Specially with the global situation unclear, it is almost a certainty the fall in share prices over the last few days would continue in the coming few days, if there is no intervention by authorities. Which means the ASPI could fall 200 points (3%) on average on a daily basis – which could easily be as high as 300 points (5%) or even more. 



Why the stock market needs urgent attention

While one may think that the Sri Lankan stocks have actually performed better than global stocks, what one should realise is that Sri Lankan stocks have been struggling since 2015, while global stocks performed well from 2017-2019. Therefore while US stocks have fallen to the worst level since early 2017 and Asian stocks have fallen to the worst level since early 2016, the Sri Lankan stocks are at the lowest level since mid 2010. 
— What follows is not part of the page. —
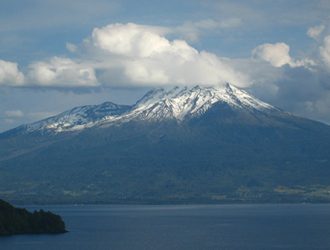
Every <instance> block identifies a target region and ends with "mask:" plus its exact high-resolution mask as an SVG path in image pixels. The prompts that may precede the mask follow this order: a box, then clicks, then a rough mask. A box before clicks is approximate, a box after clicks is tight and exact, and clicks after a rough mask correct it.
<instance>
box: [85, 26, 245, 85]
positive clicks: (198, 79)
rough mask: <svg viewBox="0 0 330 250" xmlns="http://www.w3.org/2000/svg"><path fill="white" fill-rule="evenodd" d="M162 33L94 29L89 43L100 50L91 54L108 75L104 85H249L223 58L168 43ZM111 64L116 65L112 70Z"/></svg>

What this means is, the faithful long-term investors have been battered for almost 10 years. And if the market continues in the coming days, they could also get wiped out a in a matter of a week or two. These could be the “long-term guardians” of the stock market who could be experiencing margin calls right now. 

If the authorities let these investors get eliminated in the coming weeks, the long-term impact on the stock market would be severe and irreversible. The pandemic may pass in a month or two, however the stock market may take years or even decades to instil confidence among investors.



What should be done by authorities

It is widely believed that the coming week or two would be the most crucial. If Sri Lanka manages to keep a lid on the spread of the virus during this time, there is a high likelihood of curtailing the spread thereafter as well. 

Furthermore, even globally more clarity would emerge in the coming two weeks with regard to the global impact. Many regions are expecting a peak of the virus during this time and/or a clearer idea about the impact or as to when the peak would take place. Hence the global panic could also be curtailed greatly within a week or two. In this scenario, there are several steps available for the local authorities.

1. Firstly, if possible to keep the stock market closed in the coming week or two, until above-mentioned clarity dawns on the local scenario (even global scenario could be clearer by that time). There is no compelling benefit of keeping the market open – especially during globally-unprecedented times. 

2. Prevent the triggering of “margin calls” at this depressed level of the stock market – through directives to margin providers and/or through alternative measures.

3. Intervene with State funds to boost demand for stocks. As mentioned earlier, stock prices are at the lowest level since mid 2010 and the valuations are at levels last seen even prior to the ending of the war in 2009. Therefore it is clearly justifiable for State funds to invest at this point.

With urgent action needed to be taken in more important segments, the Government could easily overlook this immediate need in the stock market. One could only wish that they don’t, as the pandemic may pass (in a month or two), but it would take years to resurrect the stock market if the few urgent measures are not taken today.